Pewnie, że nie. Nie wszystkie produkty muszą mieć wysoką jakość.
Najlepsza ustawa w dziejach Polski !
Tak Ziobro czy Piątkowski nie mogli by żyć że zwykli ludzie są bogatsi od takich wybrańców narodu. Jak te dwa wysokiej klasy zera
Ustawa Wilczka to nie wszystko - ona dotyczyła działalności gospodarczej, ale nie wprowadzała zmian instytucjonalnych.
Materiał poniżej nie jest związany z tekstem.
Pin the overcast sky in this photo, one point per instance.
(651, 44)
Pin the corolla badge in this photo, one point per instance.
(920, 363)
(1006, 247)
Dopiero reforma Balcerowicza dotknęła zagadnień makro
To niebezpieczny pomysł - jeszcze plebs doszedłby do wywrotowego wniosku, że 90 % polityków i administracji publicznej jest zbędne.
Dlatego, że ta ustawa miała jedną poważną wadę. Dawała prawo działania mafiom i układom przestępczo-politycznym. Nie bez powodu ukształtowała się mafia pruszkowska, mafia wołomińska, grupa mokotowska, piaseczyniaki, grupa "Karola", grupa z Grójca i wiele innych. Oczywiście, można było prowadzić interesy, ale z nożem na gardle.
Bo ustawa Wilczka to antykapitalizm.